* CEO hunt could take 1 to 2 years - FT
* CEO Kloppers in top job since October 2007
* No reason to replace Kloppers yet - investors
* BHP shares flat
MELBOURNE, Nov 7 Top global miner BHP Billiton
Ltd has started hunting for a new chief executive in a
process that could take one to two years, the Financial Times
reported on Wednesday.
The search to replace Chief Executive Marius Kloppers, who
has been in the job for five years, was being led by Chairman
Jac Nasser, the newspaper said.
BHP declined to comment on the specifics in the report, but
said succession planning was ongoing and a key task for the
"BHP Billiton's board has always ensured that it has a
well-integrated, continual succession process in place for our
most senior executives," the company said in a statement emailed
The company has not turned to an outsider for the top job
since tapping American Paul Anderson in late 1998.
The report raised eyebrows among some investors who see no
need for the company to replace the 50-year-old Kloppers.
"He's been quite a powerful CEO over the years.
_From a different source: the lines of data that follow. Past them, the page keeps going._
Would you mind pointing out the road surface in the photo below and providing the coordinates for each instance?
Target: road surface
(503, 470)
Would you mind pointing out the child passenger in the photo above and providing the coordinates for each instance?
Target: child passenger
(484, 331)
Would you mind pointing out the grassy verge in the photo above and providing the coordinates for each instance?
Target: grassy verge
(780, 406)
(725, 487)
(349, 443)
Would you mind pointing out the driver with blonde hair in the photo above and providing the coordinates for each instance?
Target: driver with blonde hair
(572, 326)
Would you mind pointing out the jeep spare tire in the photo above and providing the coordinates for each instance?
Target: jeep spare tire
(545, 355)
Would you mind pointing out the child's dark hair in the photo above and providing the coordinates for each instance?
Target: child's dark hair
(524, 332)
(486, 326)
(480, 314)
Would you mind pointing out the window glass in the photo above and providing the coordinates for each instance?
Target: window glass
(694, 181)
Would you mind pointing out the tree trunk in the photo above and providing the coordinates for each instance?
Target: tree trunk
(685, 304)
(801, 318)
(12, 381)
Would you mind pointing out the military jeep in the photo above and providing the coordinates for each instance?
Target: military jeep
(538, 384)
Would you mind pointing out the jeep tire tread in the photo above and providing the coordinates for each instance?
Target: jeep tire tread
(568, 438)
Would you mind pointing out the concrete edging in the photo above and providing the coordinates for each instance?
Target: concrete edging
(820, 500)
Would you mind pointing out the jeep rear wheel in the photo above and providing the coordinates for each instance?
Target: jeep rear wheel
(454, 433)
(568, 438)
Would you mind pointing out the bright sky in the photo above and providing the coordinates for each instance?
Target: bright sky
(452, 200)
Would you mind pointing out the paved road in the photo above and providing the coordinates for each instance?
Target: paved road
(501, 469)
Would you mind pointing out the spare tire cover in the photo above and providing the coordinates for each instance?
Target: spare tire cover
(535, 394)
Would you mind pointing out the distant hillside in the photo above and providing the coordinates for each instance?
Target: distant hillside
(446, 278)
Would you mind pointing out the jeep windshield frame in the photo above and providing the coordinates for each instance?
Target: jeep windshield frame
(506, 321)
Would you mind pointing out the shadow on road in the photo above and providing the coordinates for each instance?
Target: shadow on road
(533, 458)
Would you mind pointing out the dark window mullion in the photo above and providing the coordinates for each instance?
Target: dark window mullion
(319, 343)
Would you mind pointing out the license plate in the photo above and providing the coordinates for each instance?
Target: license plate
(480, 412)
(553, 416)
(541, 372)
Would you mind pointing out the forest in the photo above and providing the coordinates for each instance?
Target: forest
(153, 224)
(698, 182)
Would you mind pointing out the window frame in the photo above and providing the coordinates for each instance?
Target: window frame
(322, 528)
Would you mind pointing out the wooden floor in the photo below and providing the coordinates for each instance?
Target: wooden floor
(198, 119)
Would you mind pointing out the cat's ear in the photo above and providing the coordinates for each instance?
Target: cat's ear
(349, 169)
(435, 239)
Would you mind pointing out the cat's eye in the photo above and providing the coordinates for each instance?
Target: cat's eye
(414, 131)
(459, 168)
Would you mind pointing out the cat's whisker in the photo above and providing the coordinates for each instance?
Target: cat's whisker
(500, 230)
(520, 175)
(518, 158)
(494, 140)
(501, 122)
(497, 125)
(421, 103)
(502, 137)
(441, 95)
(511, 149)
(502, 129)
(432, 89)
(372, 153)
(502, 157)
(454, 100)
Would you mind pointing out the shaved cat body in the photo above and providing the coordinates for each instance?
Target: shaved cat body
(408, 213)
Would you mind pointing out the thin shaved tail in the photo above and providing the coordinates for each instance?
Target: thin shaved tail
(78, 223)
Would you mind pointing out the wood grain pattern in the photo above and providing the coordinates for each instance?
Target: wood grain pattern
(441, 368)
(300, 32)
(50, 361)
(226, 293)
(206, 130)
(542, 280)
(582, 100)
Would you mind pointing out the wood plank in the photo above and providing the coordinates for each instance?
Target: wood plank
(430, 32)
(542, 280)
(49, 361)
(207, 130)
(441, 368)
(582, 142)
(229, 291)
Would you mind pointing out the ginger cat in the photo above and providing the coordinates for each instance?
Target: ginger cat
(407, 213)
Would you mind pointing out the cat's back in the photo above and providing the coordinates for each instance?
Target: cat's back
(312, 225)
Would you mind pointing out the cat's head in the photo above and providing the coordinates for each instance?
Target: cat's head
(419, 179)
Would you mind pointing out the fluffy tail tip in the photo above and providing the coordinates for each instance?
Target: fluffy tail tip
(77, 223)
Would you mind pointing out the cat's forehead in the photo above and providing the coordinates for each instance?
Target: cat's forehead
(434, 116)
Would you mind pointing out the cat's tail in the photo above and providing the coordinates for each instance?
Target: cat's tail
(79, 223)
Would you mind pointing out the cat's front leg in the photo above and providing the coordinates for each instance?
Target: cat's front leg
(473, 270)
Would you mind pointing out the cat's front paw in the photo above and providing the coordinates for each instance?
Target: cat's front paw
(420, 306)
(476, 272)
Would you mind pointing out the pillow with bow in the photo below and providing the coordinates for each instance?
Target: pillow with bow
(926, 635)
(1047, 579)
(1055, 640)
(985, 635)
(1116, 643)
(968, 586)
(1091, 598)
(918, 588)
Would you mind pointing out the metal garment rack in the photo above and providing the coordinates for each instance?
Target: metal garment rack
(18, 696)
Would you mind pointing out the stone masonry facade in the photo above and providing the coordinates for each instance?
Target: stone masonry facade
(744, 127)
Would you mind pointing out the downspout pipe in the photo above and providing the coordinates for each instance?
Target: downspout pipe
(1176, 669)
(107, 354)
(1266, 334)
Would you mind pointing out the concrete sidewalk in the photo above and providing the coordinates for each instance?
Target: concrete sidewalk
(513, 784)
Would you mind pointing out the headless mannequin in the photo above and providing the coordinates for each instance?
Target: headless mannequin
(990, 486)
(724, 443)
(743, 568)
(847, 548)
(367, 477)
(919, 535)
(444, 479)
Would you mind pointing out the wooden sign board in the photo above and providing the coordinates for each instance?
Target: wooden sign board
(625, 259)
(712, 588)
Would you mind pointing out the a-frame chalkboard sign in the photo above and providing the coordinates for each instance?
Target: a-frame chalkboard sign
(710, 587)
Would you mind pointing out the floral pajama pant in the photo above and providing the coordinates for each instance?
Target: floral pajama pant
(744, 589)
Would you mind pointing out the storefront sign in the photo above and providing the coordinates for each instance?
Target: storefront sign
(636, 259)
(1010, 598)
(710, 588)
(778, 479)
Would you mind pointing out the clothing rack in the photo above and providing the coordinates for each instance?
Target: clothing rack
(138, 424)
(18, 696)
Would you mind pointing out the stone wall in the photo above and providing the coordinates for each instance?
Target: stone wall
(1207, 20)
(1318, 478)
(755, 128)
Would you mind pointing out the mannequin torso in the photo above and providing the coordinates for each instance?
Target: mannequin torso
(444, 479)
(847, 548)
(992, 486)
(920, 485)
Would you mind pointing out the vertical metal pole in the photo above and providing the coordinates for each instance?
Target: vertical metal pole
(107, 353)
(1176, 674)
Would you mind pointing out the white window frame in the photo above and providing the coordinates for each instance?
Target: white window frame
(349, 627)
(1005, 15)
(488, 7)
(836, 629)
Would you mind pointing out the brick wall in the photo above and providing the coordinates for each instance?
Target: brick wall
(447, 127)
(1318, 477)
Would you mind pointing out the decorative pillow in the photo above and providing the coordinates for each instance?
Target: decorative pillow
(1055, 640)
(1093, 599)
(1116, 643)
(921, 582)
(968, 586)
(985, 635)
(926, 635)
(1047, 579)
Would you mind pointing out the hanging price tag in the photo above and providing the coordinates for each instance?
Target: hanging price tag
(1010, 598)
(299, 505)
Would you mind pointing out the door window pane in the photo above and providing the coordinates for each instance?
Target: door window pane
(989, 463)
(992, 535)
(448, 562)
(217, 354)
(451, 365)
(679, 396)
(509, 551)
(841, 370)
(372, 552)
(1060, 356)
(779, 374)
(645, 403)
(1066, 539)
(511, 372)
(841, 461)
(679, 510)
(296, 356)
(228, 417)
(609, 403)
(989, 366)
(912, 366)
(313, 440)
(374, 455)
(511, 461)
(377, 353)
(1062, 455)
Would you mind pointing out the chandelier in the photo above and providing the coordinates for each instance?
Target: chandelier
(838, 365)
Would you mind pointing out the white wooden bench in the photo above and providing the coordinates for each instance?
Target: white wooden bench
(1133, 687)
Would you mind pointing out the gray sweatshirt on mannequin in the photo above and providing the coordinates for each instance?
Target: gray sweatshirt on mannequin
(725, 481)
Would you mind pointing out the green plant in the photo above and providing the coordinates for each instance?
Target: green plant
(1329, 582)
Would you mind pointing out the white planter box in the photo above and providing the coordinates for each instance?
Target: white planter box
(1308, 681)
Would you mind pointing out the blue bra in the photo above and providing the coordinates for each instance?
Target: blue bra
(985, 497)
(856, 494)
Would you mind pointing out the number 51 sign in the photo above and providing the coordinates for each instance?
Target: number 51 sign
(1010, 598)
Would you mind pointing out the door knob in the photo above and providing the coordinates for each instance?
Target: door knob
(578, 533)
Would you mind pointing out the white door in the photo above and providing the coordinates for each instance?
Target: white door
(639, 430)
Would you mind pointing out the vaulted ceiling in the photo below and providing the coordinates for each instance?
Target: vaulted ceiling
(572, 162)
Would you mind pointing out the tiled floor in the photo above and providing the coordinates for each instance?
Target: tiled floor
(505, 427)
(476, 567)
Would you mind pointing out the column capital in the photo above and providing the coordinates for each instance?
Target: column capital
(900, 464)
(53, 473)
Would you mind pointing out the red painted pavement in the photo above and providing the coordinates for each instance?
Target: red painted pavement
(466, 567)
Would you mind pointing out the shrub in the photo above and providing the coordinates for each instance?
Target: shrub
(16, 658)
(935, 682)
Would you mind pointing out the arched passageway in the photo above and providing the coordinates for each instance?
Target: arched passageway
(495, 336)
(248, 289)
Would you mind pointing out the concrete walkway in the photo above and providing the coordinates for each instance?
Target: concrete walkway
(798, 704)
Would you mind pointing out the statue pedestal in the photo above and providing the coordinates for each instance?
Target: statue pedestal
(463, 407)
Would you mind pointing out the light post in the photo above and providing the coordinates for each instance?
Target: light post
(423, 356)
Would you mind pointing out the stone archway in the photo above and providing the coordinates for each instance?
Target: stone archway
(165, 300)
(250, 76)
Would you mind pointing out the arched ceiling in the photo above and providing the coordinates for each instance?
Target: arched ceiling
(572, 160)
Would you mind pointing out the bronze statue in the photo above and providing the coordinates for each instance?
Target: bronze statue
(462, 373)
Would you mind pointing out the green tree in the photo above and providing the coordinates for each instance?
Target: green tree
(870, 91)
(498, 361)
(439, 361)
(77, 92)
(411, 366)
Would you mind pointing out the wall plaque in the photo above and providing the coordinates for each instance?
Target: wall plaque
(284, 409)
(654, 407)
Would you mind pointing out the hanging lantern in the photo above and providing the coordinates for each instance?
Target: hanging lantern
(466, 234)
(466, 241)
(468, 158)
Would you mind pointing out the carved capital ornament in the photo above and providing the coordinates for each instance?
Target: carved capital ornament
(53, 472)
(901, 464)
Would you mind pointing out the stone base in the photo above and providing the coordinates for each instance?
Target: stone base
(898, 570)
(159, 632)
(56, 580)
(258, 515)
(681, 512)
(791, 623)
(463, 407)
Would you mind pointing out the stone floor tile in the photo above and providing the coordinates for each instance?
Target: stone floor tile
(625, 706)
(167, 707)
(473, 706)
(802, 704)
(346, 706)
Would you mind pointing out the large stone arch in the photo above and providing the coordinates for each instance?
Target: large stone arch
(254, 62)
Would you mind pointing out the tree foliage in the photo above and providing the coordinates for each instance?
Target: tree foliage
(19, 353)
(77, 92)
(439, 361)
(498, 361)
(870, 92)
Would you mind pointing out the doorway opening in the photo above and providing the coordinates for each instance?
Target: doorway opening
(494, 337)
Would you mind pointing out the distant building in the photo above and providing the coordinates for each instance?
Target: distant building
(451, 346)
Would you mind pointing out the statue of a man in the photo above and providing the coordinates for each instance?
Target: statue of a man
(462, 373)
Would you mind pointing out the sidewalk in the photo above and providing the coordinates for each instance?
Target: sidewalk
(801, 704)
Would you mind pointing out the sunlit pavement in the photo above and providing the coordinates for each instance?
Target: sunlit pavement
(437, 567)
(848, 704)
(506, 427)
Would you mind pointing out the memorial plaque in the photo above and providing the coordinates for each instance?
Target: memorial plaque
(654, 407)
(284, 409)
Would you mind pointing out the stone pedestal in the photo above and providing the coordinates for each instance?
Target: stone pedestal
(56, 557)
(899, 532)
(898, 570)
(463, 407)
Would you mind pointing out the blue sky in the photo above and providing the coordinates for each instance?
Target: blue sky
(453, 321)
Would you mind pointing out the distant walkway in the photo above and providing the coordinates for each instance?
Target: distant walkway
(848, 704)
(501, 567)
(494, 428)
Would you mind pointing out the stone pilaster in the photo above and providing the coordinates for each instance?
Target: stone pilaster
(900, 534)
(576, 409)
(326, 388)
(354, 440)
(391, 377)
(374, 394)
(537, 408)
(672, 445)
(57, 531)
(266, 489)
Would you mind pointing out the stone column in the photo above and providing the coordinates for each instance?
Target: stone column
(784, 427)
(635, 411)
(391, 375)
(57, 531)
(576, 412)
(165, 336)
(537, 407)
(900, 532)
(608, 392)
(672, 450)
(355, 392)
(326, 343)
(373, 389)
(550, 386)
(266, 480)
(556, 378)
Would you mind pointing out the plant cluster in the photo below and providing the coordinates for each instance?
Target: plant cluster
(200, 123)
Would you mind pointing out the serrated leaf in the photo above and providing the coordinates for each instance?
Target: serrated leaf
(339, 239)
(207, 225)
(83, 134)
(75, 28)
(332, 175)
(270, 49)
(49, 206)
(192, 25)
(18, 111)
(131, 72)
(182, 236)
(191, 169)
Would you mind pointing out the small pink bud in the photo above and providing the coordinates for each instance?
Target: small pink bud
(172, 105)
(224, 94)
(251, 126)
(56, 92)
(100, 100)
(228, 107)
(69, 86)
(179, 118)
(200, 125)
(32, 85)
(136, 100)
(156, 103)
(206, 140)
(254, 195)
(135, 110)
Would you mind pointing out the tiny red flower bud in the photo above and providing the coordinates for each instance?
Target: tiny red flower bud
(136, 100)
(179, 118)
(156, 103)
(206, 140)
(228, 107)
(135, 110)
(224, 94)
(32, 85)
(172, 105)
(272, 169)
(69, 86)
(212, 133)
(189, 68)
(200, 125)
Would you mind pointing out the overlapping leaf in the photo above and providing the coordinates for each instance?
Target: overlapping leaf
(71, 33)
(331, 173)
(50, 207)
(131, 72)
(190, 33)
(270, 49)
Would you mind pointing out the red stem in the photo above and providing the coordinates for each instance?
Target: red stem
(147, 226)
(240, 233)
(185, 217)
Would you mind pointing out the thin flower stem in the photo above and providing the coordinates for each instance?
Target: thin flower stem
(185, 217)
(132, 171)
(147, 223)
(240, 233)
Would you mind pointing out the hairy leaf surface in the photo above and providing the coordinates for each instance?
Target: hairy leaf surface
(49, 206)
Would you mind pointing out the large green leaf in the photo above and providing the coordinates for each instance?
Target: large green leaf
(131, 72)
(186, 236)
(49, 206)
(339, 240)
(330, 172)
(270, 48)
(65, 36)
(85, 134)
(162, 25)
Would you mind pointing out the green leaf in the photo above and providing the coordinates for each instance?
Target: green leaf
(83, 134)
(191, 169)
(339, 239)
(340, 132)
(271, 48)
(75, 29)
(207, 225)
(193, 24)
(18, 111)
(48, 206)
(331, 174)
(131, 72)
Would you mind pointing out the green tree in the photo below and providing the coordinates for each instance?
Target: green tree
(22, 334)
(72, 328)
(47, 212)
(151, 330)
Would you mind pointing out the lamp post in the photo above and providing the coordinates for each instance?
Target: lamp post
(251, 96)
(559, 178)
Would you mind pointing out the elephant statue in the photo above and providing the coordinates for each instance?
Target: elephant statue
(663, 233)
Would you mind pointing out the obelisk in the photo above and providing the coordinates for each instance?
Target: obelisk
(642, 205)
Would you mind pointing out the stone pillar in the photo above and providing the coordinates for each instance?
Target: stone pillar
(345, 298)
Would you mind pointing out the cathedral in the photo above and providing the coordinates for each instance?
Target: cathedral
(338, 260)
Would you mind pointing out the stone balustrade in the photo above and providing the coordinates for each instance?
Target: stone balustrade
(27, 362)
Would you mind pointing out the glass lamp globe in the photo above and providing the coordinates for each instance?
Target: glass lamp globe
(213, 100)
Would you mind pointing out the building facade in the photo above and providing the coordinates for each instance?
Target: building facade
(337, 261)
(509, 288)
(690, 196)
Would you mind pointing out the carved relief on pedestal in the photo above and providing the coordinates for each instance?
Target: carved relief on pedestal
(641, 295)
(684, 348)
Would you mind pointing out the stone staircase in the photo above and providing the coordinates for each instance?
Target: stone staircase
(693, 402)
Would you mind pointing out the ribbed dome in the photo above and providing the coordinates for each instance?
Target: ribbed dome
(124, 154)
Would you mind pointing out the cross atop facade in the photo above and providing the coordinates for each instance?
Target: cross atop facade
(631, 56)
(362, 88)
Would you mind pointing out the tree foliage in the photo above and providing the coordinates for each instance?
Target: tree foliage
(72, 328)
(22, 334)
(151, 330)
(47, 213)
Some
commentators may think otherwise, but I think on balance he's
done a sensational job," said Paul Xiradis, managing director of
Ausbil, which, like most Australian investment funds, owns
shares in BHP.
Kloppers led the company through the global financial
crisis, with BHP weathering the storm with the strongest balance
sheet among the biggest global miners.
Xiradis also praised Kloppers for streamlining the company
and almost single-handedly overhauling pricing in the iron
market from annual contracts to much more transparent daily
But the South African has faced criticism for failing to
clinch three major bids he launched -- a full takeover of rival
Rio Tinto , a merger with Rio Tinto's iron ore
business and a bid for Canada's Potash Corp -- and then
splashing $17 billion on two shale gas takeovers in the United
States just before gas prices slumped.
Kloppers gave up his bonus this year after BHP took a $2.8
billion charge on the value of its shale gas assets.
"I think the biggest, more general mistake, was not focusing
on their own businesses enough and looking externally at what
they could do," said a portfolio manager at an Australian fund,
who declined to be named because he did not want to add to
speculation about the top job.
He said that if BHP had concentrated on developing its own
iron ore assets in Western Australia rather than chasing a deal
with Rio Tinto, it would not be facing competition now from
Fortescue Metals Group.
"Fortescue went and took leases out from under their noses,"
the fund manager said.
BHP took on a new chief financial officer earlier this year
after CFO Alex Vanselow quit, a decision that was seen at the
time as a sign that no one was going to get a run at Kloppers'
job anytime soon.
"There's no reason to get rid of him at this stage," said
Tim Schroeders, a portfolio manager at Pengana Capital.
Shares of BHP were flat on Wednesday morning, against a 0.2
percent rise in the broader market.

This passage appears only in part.